Under the reorganization plan linked to the PSA, administrative and priority claims would be paid in full.

Secured noteholders would receive equity in the reorganized debtor in an amount that would be laid out in the plan. Oaktree also has committed to backstop two rights offerings for common shares of $122.5 million and €50 million to provide the debtor with additional liquidity.

Unsecured creditors, including noteholders, would receive $7.5 million in cash.

Holders of guaranty claims based on the debtor's guarantees of its euro note obligations would have their claims reinstated.

Equity holders would be wiped out.

Quiksilver would fund the plan with the rights offerings, a $75 million asset-based exit loan and, potentially, an exit term loan.

If Quiksilver entered into any transaction other than the PSA within a year following its termination, Oaktree would be entitled to a $20 million breakup fee.

In a Wednesday declaration, Quiksilver CFO Andrew Bruenjes said the company has been in an "operational turnaround" since 2013.

Quiksilver has suffered from a lack of liquidity "exacerbated by underperforming retail stores and late deliveries of products to wholesale customers," he said.

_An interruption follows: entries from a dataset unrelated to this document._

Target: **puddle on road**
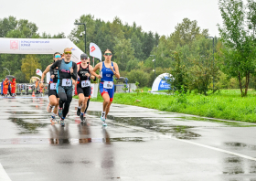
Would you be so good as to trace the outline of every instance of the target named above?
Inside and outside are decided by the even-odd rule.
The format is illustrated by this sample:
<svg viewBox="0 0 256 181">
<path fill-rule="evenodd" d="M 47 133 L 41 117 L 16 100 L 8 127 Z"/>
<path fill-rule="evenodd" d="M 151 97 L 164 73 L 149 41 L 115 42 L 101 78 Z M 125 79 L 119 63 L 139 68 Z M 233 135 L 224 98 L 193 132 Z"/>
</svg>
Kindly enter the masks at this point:
<svg viewBox="0 0 256 181">
<path fill-rule="evenodd" d="M 246 150 L 256 150 L 256 145 L 246 144 L 243 143 L 236 143 L 236 142 L 226 142 L 224 143 L 225 146 L 231 147 L 233 149 L 246 149 Z"/>
<path fill-rule="evenodd" d="M 249 124 L 248 122 L 235 122 L 232 121 L 224 121 L 224 120 L 222 121 L 222 120 L 208 119 L 208 118 L 201 118 L 201 117 L 194 117 L 194 116 L 181 116 L 181 117 L 176 117 L 176 118 L 184 119 L 184 120 L 192 120 L 192 121 L 219 122 L 219 123 L 225 124 L 227 126 L 232 126 L 232 127 L 256 127 L 256 123 L 254 125 L 254 124 Z"/>
<path fill-rule="evenodd" d="M 26 134 L 26 133 L 38 133 L 39 128 L 44 128 L 48 126 L 48 123 L 39 123 L 39 122 L 25 122 L 21 118 L 9 118 L 12 122 L 16 124 L 18 128 L 21 130 L 19 134 Z M 35 119 L 31 120 L 35 122 Z"/>
<path fill-rule="evenodd" d="M 88 111 L 88 112 L 91 115 L 95 115 L 98 117 L 101 116 L 101 112 Z M 134 117 L 114 117 L 112 115 L 108 115 L 108 118 L 118 123 L 127 123 L 132 126 L 143 127 L 147 130 L 161 133 L 172 133 L 173 136 L 178 139 L 191 140 L 201 136 L 200 134 L 187 131 L 189 128 L 194 128 L 193 126 L 168 124 L 166 122 L 156 119 L 153 120 Z"/>
</svg>

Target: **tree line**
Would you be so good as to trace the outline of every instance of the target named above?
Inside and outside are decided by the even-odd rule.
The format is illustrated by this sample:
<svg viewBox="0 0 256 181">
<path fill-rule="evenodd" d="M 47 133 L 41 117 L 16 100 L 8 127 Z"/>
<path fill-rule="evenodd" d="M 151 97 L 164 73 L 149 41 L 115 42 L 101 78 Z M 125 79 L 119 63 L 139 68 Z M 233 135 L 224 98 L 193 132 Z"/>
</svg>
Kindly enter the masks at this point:
<svg viewBox="0 0 256 181">
<path fill-rule="evenodd" d="M 143 27 L 123 23 L 115 17 L 112 22 L 83 15 L 74 23 L 86 23 L 86 38 L 96 43 L 103 51 L 112 50 L 121 75 L 129 82 L 138 81 L 141 87 L 151 87 L 155 75 L 172 74 L 173 90 L 194 90 L 207 94 L 219 89 L 240 89 L 246 95 L 249 88 L 255 88 L 255 25 L 256 5 L 253 0 L 219 0 L 223 24 L 219 25 L 219 37 L 209 37 L 208 29 L 201 29 L 197 20 L 184 18 L 169 36 L 160 36 Z M 84 48 L 83 26 L 74 26 L 67 37 L 80 49 Z M 1 37 L 64 38 L 64 33 L 49 35 L 37 32 L 35 23 L 14 16 L 0 19 Z M 214 45 L 213 45 L 214 42 Z M 87 48 L 89 54 L 89 48 Z M 213 59 L 214 57 L 214 59 Z M 31 63 L 32 62 L 32 63 Z M 44 69 L 52 62 L 52 55 L 0 55 L 0 67 L 7 68 L 27 82 L 37 68 Z M 26 66 L 26 63 L 30 66 Z M 35 71 L 34 71 L 35 72 Z M 7 72 L 0 71 L 4 78 Z"/>
</svg>

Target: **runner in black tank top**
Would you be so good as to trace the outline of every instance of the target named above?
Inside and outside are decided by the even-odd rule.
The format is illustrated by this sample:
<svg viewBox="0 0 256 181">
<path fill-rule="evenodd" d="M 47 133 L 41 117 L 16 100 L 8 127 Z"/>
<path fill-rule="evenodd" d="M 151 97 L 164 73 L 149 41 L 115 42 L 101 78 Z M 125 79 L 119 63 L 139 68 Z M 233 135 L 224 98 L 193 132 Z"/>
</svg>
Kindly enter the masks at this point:
<svg viewBox="0 0 256 181">
<path fill-rule="evenodd" d="M 69 112 L 69 105 L 72 101 L 72 79 L 77 80 L 77 64 L 71 61 L 71 48 L 64 49 L 64 59 L 58 60 L 50 66 L 51 78 L 54 78 L 54 69 L 58 67 L 57 93 L 59 97 L 59 112 L 61 126 L 65 126 L 64 120 Z"/>
<path fill-rule="evenodd" d="M 90 59 L 88 55 L 83 53 L 80 55 L 81 63 L 78 64 L 79 81 L 77 82 L 77 92 L 79 95 L 79 107 L 77 114 L 80 117 L 81 122 L 84 121 L 84 112 L 87 109 L 89 97 L 91 95 L 91 75 L 92 66 L 90 65 Z M 81 106 L 82 105 L 82 106 Z"/>
<path fill-rule="evenodd" d="M 54 62 L 57 61 L 57 60 L 59 60 L 59 59 L 61 59 L 60 53 L 56 52 L 55 54 L 53 54 Z M 50 68 L 51 65 L 48 65 L 42 74 L 41 83 L 40 83 L 41 88 L 44 87 L 44 85 L 43 85 L 44 79 L 45 79 L 45 76 L 47 75 L 47 73 L 49 72 L 49 68 Z M 56 122 L 55 116 L 57 114 L 58 105 L 59 105 L 59 96 L 58 96 L 57 91 L 56 91 L 56 83 L 58 81 L 58 69 L 54 69 L 54 75 L 55 75 L 54 79 L 50 79 L 50 81 L 49 81 L 49 84 L 48 84 L 49 103 L 48 103 L 48 112 L 51 112 L 52 108 L 55 107 L 54 110 L 53 110 L 52 115 L 51 115 L 51 120 L 50 120 L 51 122 Z"/>
</svg>

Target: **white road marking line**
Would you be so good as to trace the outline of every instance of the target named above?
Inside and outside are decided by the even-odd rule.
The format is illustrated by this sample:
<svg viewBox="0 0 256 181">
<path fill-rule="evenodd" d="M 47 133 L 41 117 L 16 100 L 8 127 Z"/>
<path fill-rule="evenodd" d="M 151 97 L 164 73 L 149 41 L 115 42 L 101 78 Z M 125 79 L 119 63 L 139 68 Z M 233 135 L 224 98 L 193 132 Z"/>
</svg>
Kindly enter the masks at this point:
<svg viewBox="0 0 256 181">
<path fill-rule="evenodd" d="M 174 138 L 170 135 L 165 135 L 165 134 L 161 134 L 161 133 L 155 133 L 155 132 L 149 132 L 149 131 L 144 130 L 144 128 L 138 129 L 138 128 L 132 127 L 132 126 L 127 126 L 127 125 L 124 125 L 124 124 L 122 124 L 122 123 L 114 123 L 112 122 L 111 123 L 115 124 L 115 125 L 119 125 L 119 126 L 123 126 L 123 127 L 126 127 L 126 128 L 130 128 L 130 129 L 133 129 L 133 130 L 137 130 L 139 132 L 144 132 L 144 133 L 150 133 L 150 134 L 155 134 L 155 135 L 157 135 L 157 136 L 169 138 L 169 139 L 172 139 L 172 140 L 176 140 L 176 141 L 179 141 L 179 142 L 183 142 L 183 143 L 191 144 L 194 144 L 194 145 L 208 148 L 208 149 L 211 149 L 211 150 L 215 150 L 215 151 L 218 151 L 218 152 L 222 152 L 222 153 L 229 154 L 231 154 L 231 155 L 245 158 L 245 159 L 248 159 L 248 160 L 256 161 L 256 158 L 251 157 L 251 156 L 244 155 L 244 154 L 237 154 L 237 153 L 223 150 L 223 149 L 220 149 L 220 148 L 216 148 L 216 147 L 206 145 L 206 144 L 203 144 L 191 142 L 191 141 L 188 141 L 188 140 L 181 140 L 181 139 Z"/>
<path fill-rule="evenodd" d="M 0 164 L 0 180 L 1 181 L 12 181 L 1 164 Z"/>
</svg>

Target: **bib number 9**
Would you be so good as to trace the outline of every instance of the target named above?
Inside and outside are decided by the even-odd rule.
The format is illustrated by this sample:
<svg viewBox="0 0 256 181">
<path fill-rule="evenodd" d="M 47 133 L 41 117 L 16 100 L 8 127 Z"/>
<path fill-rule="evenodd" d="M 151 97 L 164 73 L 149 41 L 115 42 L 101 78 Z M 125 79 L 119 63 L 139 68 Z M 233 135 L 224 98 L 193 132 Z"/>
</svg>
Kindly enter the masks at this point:
<svg viewBox="0 0 256 181">
<path fill-rule="evenodd" d="M 56 90 L 56 86 L 57 86 L 57 83 L 51 83 L 51 84 L 49 85 L 49 89 L 50 89 L 50 90 Z"/>
<path fill-rule="evenodd" d="M 82 88 L 86 88 L 86 87 L 89 87 L 89 86 L 91 86 L 91 81 L 90 80 L 82 80 L 81 82 L 81 87 Z"/>
<path fill-rule="evenodd" d="M 71 86 L 72 80 L 71 79 L 63 79 L 62 80 L 62 86 Z"/>
<path fill-rule="evenodd" d="M 104 81 L 103 88 L 105 89 L 112 89 L 113 82 L 112 81 Z"/>
</svg>

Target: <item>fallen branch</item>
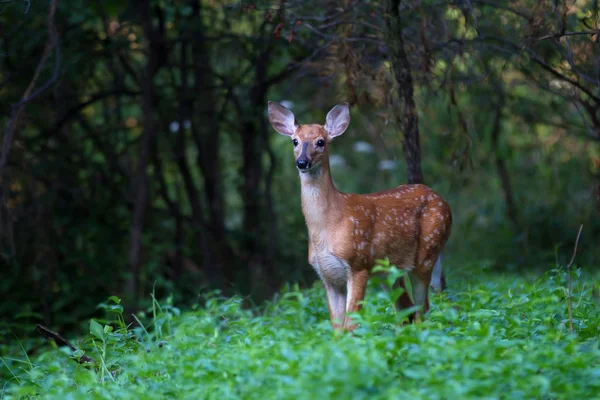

The company's early restructuring effort included the sale of Mervin Manufacturing Inc., a manufacturer of snowboards and related products, for $58 million in November 2013, as well as the divestiture of other noncore businesses. In January 2014, the company sold its Hawk Designs brand for $19 million. In December, it sold its 51% ownership stake in e-commerce business Surfdome Shop Ltd. for $16 million.

In spite of these efforts, the company reported a net loss in the first fiscal quarter of 2015, and as The Deal reported on July 30, the company hired Peter J. Solomon Co. to help evaluate financing alternatives. Those talks ultimately led to the Oaktree deal.

Quiksilver designs and sells apparel, footwear, accessories and related products under the Quiksilver, Roxy and DC brands.

In the declaration, Bruenjes said the company "caters to the casual, outdoor lifestyle associated with surfing, skateboarding, snowboarding and motocross, among other activities."

The company's products are sold in more than 115 countries in wholesale stores, company-owned retail stores and its e-commerce websites. In its Wednesday statement, the company said its European and Asia-Pacific businesses "remain strong" and are not part of its Chapter 11 case.

The company had $337 million in assets and $826 million in liabilities as of July 31. In addition to its noteholders, Quiksilver's largest unsecured creditors include C&K Trading (owed $7.26 million), Samil Tong Sang ($5.55 million), Northstar Sourcing Group ($4.51 million), Coins International ($3.89 million) and Dragon Crowd Garment ($3.24 million).

Quiksilver shares were down 3.54% on Wednesday morning to 43.9 cents.